Two Young Men Learn to Read Stories and People

As a young boy, Lee McFarland read “Calvin & Hobbes” comic strips. Born in Texas, he went to six different high schools; his family moved constantly because of his mother’s military service. After a while, he wasn’t sure what grade he should be in. Eventually, he stopped going to school.

Now he is 21 and feels differently. “You’ve got to have education to prove yourself,” he says. “It messed me up by switching schools. I want to be a lawyer or a family psychiatrist. I want to express the words to people to help them out. I want to learn the ability to read people.”

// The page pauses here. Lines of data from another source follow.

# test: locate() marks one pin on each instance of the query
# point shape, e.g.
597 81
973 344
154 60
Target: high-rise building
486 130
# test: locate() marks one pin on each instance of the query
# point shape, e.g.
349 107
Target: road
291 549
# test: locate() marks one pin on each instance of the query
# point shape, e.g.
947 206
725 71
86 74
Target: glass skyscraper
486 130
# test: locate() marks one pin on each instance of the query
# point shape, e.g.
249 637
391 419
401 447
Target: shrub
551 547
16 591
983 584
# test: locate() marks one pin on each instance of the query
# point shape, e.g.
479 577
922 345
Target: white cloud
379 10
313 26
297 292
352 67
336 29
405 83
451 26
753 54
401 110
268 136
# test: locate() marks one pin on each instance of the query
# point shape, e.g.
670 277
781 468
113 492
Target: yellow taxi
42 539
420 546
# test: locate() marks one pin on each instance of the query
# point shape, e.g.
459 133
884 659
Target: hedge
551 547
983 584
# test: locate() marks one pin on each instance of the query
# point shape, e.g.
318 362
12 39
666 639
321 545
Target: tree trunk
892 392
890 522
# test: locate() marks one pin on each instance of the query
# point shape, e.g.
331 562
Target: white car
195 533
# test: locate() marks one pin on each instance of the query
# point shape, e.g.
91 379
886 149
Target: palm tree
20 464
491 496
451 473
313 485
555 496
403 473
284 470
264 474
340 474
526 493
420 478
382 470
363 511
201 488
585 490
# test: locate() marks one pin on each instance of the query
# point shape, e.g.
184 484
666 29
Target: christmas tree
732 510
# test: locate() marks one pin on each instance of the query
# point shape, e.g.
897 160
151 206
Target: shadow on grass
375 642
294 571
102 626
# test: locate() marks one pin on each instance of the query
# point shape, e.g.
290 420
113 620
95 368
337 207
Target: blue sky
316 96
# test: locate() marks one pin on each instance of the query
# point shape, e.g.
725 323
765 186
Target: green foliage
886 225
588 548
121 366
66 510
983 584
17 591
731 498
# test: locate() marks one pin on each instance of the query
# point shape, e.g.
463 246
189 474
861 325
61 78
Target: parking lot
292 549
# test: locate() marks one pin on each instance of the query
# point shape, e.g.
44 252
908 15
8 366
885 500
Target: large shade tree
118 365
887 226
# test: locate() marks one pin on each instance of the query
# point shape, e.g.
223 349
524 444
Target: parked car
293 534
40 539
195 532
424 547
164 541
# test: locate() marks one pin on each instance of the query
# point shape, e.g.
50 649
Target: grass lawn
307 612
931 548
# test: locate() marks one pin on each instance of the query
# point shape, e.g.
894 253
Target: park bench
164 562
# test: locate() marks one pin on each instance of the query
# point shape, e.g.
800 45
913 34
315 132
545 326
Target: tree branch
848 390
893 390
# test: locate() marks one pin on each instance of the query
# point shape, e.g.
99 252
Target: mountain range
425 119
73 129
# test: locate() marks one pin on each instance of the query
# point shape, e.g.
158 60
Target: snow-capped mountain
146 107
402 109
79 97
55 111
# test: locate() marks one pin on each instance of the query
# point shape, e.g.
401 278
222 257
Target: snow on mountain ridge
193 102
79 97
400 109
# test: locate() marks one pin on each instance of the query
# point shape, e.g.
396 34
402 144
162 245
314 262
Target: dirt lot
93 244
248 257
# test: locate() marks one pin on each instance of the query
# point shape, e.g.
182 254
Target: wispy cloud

In People & Stories/Gente y Cuentos, he read literature for the first time in a long while. Some of the stories stayed with him, like “Thank You, M’am,” by Langston Hughes, the story of a boy who attempts to snatch an older woman’s purse. Instead of turning him over to the police, the woman takes the boy home and teaches him a life-changing lesson about generosity, need and forgiveness.

“’Thank You, M’am’ showed me that people are always going to have problems, and to try not to be quick to judge. People have limits of what they can and cannot do.”

Lee says he felt anxious when facilitator Alison Stevenson first asked him to write. “I’m a horrible speller. Now I know you can just ask for help. I was nervous at first. But it was fun. People & Stories showed me writing isn’t all that bad.”

After the graduation ceremony, after reading his story and receiving a copy of Langston Hughes’s short stories as a gift, McFarland paged through the table of contents and smiled. “I’m actually going to take time and read this Langston Hughes book. There are some good titles in there. It’ll be the first time in a long time actually taking time to read a book.”

He looks up. “I’m 21. I realize that I want to get this done. This is the biggest step in my life right now.”

For classmate Leroy Kearse, a 16-year-old from Trenton, People & Stories posed a challenge to two skills he did not think of as “my strong sides”—reading and writing. After the classes, he says shyly, “I like it a little bit better. When I read, I’ll pay attention more now.”

“Thank You, M’am” also made an impression on him, as did “Homework,” Peter Cameron’s story about a boy who loses his only friend when his dog is killed in a supermarket parking lot. Leroy wrote about the death of his own dog, Star, when he was 11 years old. “I just wanted Star back,” he wrote. “Because there was no dog like Star. It took me about three months to get over it…And from that day on, I name all my girl dogs Star.”

Leroy said he felt proud of his stories that were included in the Youth Corps anthology. After participating in a long string of educational and vocational programs, Leroy is finally serious about getting his GED.

“My GED matters because without that, I can’t make it too far in life. Pretty soon, you’ll need that just to sweep the floor at McDonald’s. I’d like to do real estate or something to do with houses. If not that, then run my own business.” He plans to take the GED this fall.